The NCAA said its position is grounded in its “values of inclusion and fair competition,” yet John Stonestreet of the Colson Center for Christian Worldview points out that by allowing biological males to compete against female athletes, women are put at a distinct disadvantage.
“Given that biological sex is so relevant to strength, skill and performance in physical sports, the fact that all legislation so far is aimed at protecting female sports from males taking opportunities and scholarships, not to mention the risk of injury, only proves the point,” he said. “Male athletes don’t need to be protected from biological females. Biological females who identify as male don’t need to be kept from female sports. This only goes one way.”

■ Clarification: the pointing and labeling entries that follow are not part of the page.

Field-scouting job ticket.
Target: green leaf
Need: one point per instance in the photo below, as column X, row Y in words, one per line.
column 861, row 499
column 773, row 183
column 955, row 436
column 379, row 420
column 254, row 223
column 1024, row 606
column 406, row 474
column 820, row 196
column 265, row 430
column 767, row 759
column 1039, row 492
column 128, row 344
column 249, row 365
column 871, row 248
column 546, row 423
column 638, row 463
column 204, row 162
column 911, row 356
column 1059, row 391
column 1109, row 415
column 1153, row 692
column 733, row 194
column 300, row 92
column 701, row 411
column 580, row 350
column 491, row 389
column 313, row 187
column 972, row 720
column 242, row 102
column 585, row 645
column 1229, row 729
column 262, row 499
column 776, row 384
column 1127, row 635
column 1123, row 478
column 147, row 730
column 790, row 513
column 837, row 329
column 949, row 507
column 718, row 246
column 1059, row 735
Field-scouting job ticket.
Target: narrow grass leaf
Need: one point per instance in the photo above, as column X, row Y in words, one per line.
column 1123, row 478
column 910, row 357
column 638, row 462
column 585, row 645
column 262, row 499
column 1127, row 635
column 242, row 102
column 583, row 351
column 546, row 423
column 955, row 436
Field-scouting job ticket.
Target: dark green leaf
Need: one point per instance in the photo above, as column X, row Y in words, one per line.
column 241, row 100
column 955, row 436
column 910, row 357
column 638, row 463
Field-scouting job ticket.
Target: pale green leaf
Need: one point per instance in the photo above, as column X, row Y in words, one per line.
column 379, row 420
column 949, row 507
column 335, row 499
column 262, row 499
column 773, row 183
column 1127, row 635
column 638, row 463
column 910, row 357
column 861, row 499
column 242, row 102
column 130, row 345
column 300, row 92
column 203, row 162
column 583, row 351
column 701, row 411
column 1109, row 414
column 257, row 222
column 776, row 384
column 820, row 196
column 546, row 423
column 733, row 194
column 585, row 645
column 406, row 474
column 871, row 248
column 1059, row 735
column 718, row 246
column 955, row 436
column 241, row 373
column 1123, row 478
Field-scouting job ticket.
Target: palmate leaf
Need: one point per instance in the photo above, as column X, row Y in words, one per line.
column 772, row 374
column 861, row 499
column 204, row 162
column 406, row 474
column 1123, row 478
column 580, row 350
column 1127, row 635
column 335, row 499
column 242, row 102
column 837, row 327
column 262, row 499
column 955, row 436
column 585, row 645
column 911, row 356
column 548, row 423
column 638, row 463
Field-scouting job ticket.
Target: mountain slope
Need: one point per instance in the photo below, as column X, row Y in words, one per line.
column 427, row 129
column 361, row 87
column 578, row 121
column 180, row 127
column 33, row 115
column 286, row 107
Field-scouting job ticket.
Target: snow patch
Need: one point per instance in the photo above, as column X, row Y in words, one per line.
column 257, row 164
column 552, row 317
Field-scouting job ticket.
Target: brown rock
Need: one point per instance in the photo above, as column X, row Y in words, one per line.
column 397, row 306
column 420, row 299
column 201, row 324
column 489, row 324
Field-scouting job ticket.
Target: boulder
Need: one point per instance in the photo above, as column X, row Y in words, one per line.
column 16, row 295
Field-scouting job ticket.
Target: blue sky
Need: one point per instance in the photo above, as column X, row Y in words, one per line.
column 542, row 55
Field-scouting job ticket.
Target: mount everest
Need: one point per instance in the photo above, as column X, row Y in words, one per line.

Tony Perkins, president of Family Research Council, called out the irony of the NCAA’s approach.
“When everything is said and done, how many states will the NCAA discriminate against while pretending to stand against discrimination?” he asked.
Autumn Leva, vice president for strategy at the Family Policy Alliance, encouraged states to stand firm:
“The NCAA made it clear that it is willing to prioritize its own power over the opportunities available to its female players,” she said. “In the face of political pressure, the NCAA Board of Governors has shown, yet again, that what matters most to them is their own bottom line.
“States should ignore this intimidation tactic as yet another NCAA power grab. Instead, elected officials should proudly stand behind female athletes who represent their states in high level competition. And, states should proudly boast about their venues where female athletes can enjoy true and fair competition.”